Employers have looked at these studies, and at the bills they pay for health insurance for their workforce and their families, and have long wondered why Wisconsin costs seem so out of line nationally. What is special about Wisconsin? WMC member CEOs routinely put the cost of healthcare as a top issue they face as they try to remain competitive.

If you read the rhetoric from defenders of the healthcare industry, you would think that Wisconsin has a utopia of healthcare where the quality is far superior to anywhere else, justifying the high costs.

Employers have long scratched their heads at this notion, especially multi-state employers who purchase healthcare services in other states that is on par with the quality received in Wisconsin but at a fraction of the cost.

In December, the Business Health Care Group (BHCG) out of Milwaukee released a study they commissioned from GNS Healthcare in Cambridge, Massachusetts, that put the notion of high costs being justified by high quality to the test. The statewide study found emphatically that there is zero correlation between cost and quality.

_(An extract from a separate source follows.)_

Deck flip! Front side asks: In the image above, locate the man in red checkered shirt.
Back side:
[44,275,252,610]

A similar analysis was performed last year by the Workers Compensation Research Institute (WCRI), also out of Massachusetts, looking at the correlation between costs and quality for health care services purchased specifically for worker’s compensation injuries. WCRI also found that the correlation between higher costs and better quality simply wasn’t there. Yet in Wisconsin, that’s what we hear from providers for the reason why health care cost specific to worker’s compensation is the highest in the nation.

The Doctor who ran the analytics for the BHCG study, Earl Steinberg, was quoted in the Milwaukee Journal Sentinel story covering the study on Dec. 4, 2019 as saying, “There was no correlation between cost and quality — I mean virtually zero. We can show it. We produced a graph of every doc.”

In 2020, WMC will convene a group of employers to work on developing a set of proposals to turn back the high costs of healthcare.

The group will look at best practices, such as working with groups like BHCG to unleash consumerism by encouraging employers to seek out the high-quality doctors, lower-priced doctors, even if it means leaving the state for certain services. It will look at ways to make the state price-transparency requirements user friendly so that employers and workers are able to see the quality and cost comparison when making decisions.

The group will look at what is working, and what barriers exist, for employers who want to provide preventative care on site for workers and their families. Most importantly, the group will work together to determine what changes are needed, and then implement those changes — whether the changes are needed within employers’ purchasing models, in state law, or elsewhere.

It’s time for Wisconsin to stop spending more than everywhere else on healthcare — especially when studies are corroborating the long-held employer believe that the high costs do not equate better quality.

Chris Reader is senior director of workforce and employment policy with Wisconsin Manufacturers & Commerce, Madison. His commentaries are published regularly in the Wisconsin Business Voice, a WMC publication.